A GCO Trial Exploring the Efficacy and Safety of Tarlatamab Versus Investigator-choice Chemotherapy in Pre-treated Patients With Advanced, Pulmonary or Gastroenteropancreatic Poorly Differentiated Neuroendocrine Carcinomas (NECs)
Based on the efficacy of tarlatamab in patients with small-cell lung cancer, we aim to assess the efficacy of tarlatamab in patients with Advanced, pulmonary (large-cell only) or gastroenteropancreatic neuroendocrine carcinoma.
• Signed Informed consent:
‣ Subjects must have signed and dated an IRB/IEC approved written informed consent form in accordance with regulatory and institutional guidelines. This must be obtained before the performance of any protocol related procedures that are not part of normal subject care.
⁃ Subjects must be willing and able to comply with scheduled visits, treatment schedule, and laboratory testing
• Age ≥ 18 years.
• WHO Performance status 0 - 1.
• Life expectancy \> 12 weeks.
• Histologically proven and centrally confirmed poorly differentiated neuroendocrine carcinoma (NEC): large cells for lung NEC (WHO 2015 classification), and large and small cells for extra-gastroenteropancreatic (assessed on archived tissue, with possible pre-screening during first-line).
• Expression of DLL3 in at least 1% of tumor cells (assessed on archived tissue, with possible pre-screening during first-line)
• Tumor progression following one platinum based line of therapy.
• Unresectable locally advanced or metastatic stage.
• At least one measurable target lesion according to RECIST v1.1 per investigator assessment. The radiological assessment has to be done within the timelines indicated.
⁃ Adequate organ function: creatinine clearance \> 50 mL/min, Neutrophils count ≥ 1500/mm3; Platelets \> 100 000/mm3 ; Hemoglobin \> 9 g/dL; AST and ALT \< 3 x ULN (upper limit of normal) with total bilirubin ≤ 2 × ULN except subjects with documented Gilbert's syndrome or liver metastasis, who must have AST and ALT ≤ 5 x ULN and a baseline total bilirubin ≤ 3.0 mg/dL.

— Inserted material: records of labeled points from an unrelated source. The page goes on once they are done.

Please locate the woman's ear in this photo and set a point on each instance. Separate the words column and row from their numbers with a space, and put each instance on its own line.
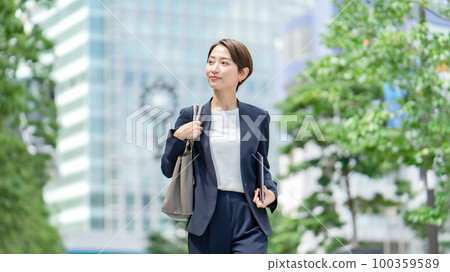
column 244, row 73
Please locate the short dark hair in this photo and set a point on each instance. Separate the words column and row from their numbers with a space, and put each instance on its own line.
column 239, row 54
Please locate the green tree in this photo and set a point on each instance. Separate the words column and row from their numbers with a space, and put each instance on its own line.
column 286, row 234
column 160, row 244
column 27, row 134
column 376, row 42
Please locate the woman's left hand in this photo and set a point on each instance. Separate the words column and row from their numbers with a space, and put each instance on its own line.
column 269, row 197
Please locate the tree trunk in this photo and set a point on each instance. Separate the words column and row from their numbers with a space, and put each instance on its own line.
column 351, row 205
column 432, row 230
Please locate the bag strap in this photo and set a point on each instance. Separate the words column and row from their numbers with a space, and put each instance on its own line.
column 195, row 117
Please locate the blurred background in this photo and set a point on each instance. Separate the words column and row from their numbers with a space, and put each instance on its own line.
column 358, row 92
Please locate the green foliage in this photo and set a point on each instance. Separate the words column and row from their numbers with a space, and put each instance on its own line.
column 27, row 136
column 160, row 244
column 286, row 234
column 376, row 42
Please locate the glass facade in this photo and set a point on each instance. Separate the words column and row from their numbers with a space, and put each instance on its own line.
column 105, row 181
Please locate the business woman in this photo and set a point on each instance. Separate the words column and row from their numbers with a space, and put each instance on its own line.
column 229, row 216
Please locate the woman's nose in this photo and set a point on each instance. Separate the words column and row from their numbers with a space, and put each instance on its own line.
column 215, row 68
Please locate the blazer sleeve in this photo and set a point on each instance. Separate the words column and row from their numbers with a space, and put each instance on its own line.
column 263, row 149
column 174, row 146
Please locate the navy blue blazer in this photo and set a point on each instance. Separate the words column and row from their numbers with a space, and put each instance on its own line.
column 254, row 138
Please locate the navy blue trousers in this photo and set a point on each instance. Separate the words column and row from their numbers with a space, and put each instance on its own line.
column 232, row 229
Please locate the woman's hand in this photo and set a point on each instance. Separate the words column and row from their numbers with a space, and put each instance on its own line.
column 189, row 130
column 269, row 197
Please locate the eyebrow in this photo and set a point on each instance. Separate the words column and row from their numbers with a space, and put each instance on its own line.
column 212, row 57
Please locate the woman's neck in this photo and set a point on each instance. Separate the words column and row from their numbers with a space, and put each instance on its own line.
column 223, row 101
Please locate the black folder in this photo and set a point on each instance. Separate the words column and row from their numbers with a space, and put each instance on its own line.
column 260, row 174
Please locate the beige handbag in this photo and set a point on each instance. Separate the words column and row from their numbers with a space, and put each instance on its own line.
column 179, row 200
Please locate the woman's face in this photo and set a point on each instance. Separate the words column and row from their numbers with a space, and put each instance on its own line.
column 221, row 71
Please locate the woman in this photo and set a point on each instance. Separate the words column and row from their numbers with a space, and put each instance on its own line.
column 229, row 216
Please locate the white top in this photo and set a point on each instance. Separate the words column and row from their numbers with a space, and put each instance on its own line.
column 224, row 139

⁃ Full recovery from all toxicities associated with prior treatment, to acceptable baseline status, or a National Cancer Institute Common Terminology Criteria for Adverse Events (NCI CTCAE v5.0) grade of 0 or 1, except for toxicities not considered a safety risk, such as alopecia or vitiligo.
⁃ Availability of tumor material for central review processes and translational research projects.
⁃ Absence of any unstable systemic disease and any psychological, familial, sociological or geographical factors potentially hampering compliance with the study protocol and follow-up schedule.
⁃ Females of childbearing potential who are sexually active with a non-sterilized male partner must use a highly effective method of contraception for 28 days prior to the first dose of investigational product, and must agree to continue using such precautions for 7 months after the final dose of investigational product; cessation of contraception after this point should be discussed with a responsible physician. Periodic abstinence, the rhythm method, and the withdrawal method are not acceptable methods of contraception. They must also refrain from egg cell donation for 7 months after the final dose of investigational product.
⁃ Men who are sexually active with women of childbearing potential will be instructed to adhere to contraception for a period of 6 months after the last dose of treatment.
⁃ Patient covered by a national health insurance.